Frenectomy Surgery

If you're experiencing any discomfort from your frenum, it's time for surgery. A procedure called a "frenectomy" removes or alters these abnormal folds in oral tissue which can cause orthodontic problems like misalignment of teeth and speech issues due to restrictions on tongue movement when spoken too rapidly (this is usually seen more often than not). The frenum is a natural fold in the oral cavity, but it can become too short or thick and interfere with proper alignment. If you have any of these conditions your teeth may also be restricted from moving properly due to its tightness which could cause problems when speaking clearly as well! There are two types: labial ( located on top lip ), and lingual( underneath tongue ).

Labial Frenectomy

The labial frenum is a specialized attachment point on the upper lip between your two front teeth. If it's interfering with proper alignment or pushing apart, then you may need to remove excess space before starting orthodontic treatment by removing this tissue--a procedure called "frenectomy." This could also be recommended for those who wear dentures as their prominent and enlarged nature can cause discomfort when fitting properly into our mouths.

Lingual Frenectomy

Some people are born with a short or tight frenulum that can restrict the normal motion of their tongue. This may result in speech problems, difficulty eating and drinking thoroughly enough to avoid spills as well as hygiene issues for them throughout life if left untreated; ankyloglossia also leads often times into bite deformities not being able use your mouth fully because there's been such drastic change on one side only!
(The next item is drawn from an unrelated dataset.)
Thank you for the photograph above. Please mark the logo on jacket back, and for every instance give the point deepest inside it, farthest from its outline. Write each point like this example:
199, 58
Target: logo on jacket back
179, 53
After undergoing lingual frenulectomy patients will likely experience relief unlike any other procedure before it - after all- they'll be able move their tongues around much better than ever thought possible without worrying about pain whatsoever when you're finally done healing up from surgery too.

Frenectomy Procedure

When the frenum is causing pain, interruption of normal function or disrupting orthodontic mechanics it may be excised. A typical procedure involves making an incision along one side of your child's face and then removing some tissue from within this cut with either scalpel or laser surgery depending on which option you choose during treatment. A frenectomy can also take place while patients are under local anesthesia meaning they will not feel anything but mild discomfort during their operation as well being able to eat/swallowing once awake post-op.